Increased IgE level as a marker of host-versus-graft disease: inhibition of this HVGD with a monoclonal antibody to IL-4.

BALB/c mice injected at birth with (BALB/c x C57BL/6)F1 hybrid spleen cells developed host versus graft disease (HVGD) with immunological features, such as various autoantibodies, immune complex nephritis, hepatosplenomegaly, and malignant lymphomas. In addition we found that the increased IgE levels correlated strongly with the histological grades or stages of the liver disease. In the sera of mice with HVGD and liver alterations, anti-smooth muscle antibodies (ASMA) and anti-nuclear antibodies (ANA) were detected. The subclass of ASMA was IgG1, whereas the subclasses of ANA were IgG1, IgG2a, and IgG2b.
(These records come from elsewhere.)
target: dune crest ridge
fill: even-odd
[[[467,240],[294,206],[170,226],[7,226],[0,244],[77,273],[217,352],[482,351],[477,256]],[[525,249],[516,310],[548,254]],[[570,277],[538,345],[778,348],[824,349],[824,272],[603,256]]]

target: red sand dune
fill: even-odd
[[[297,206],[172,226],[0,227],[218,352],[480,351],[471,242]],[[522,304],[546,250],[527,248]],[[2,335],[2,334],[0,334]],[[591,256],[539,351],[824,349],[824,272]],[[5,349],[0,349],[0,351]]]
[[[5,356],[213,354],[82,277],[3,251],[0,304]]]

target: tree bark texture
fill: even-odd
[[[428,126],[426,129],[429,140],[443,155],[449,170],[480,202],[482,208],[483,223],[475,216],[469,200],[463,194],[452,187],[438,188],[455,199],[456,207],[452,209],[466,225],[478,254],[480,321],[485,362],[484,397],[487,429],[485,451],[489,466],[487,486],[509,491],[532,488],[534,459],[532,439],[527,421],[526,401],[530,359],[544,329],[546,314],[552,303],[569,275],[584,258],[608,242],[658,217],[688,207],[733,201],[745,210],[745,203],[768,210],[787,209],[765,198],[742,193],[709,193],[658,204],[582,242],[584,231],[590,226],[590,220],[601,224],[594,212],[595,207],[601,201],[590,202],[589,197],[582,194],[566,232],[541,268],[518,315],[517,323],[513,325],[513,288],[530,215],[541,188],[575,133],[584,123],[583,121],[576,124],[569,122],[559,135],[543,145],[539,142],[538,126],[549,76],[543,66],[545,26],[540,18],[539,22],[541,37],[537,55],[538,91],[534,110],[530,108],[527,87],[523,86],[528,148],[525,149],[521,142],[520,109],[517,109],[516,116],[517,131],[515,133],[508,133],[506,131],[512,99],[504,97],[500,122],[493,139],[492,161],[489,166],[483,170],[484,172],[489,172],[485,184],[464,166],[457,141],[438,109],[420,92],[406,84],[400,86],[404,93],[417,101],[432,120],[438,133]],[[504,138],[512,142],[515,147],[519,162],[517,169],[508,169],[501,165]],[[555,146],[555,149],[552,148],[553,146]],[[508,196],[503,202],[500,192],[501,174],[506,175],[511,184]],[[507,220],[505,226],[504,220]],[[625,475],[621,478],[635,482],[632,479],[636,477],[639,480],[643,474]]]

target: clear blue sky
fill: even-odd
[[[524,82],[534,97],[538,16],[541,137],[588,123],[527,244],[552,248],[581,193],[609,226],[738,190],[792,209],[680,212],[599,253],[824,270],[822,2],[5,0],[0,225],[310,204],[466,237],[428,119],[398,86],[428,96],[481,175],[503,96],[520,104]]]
When the recipient BALB/c mice were injected at birth and at Day 3 in addition also with monoclonal anti-IL-4 antibody 11B11, the increase of IgE and IgG1 was markedly reduced and the liver disease was drastically prevented. These observations suggest that IL-4 plays an important role in the initiation of the immunoregulatory function or pathogenesis of the allogeneic effects and that the monoclonal anti-IL-4 antibody 11B11 prevents the immunodysfunctions and the autoimmune hepatopathy in mice with HVGD. The increased IgE level in the serum is a good marker of HVGD.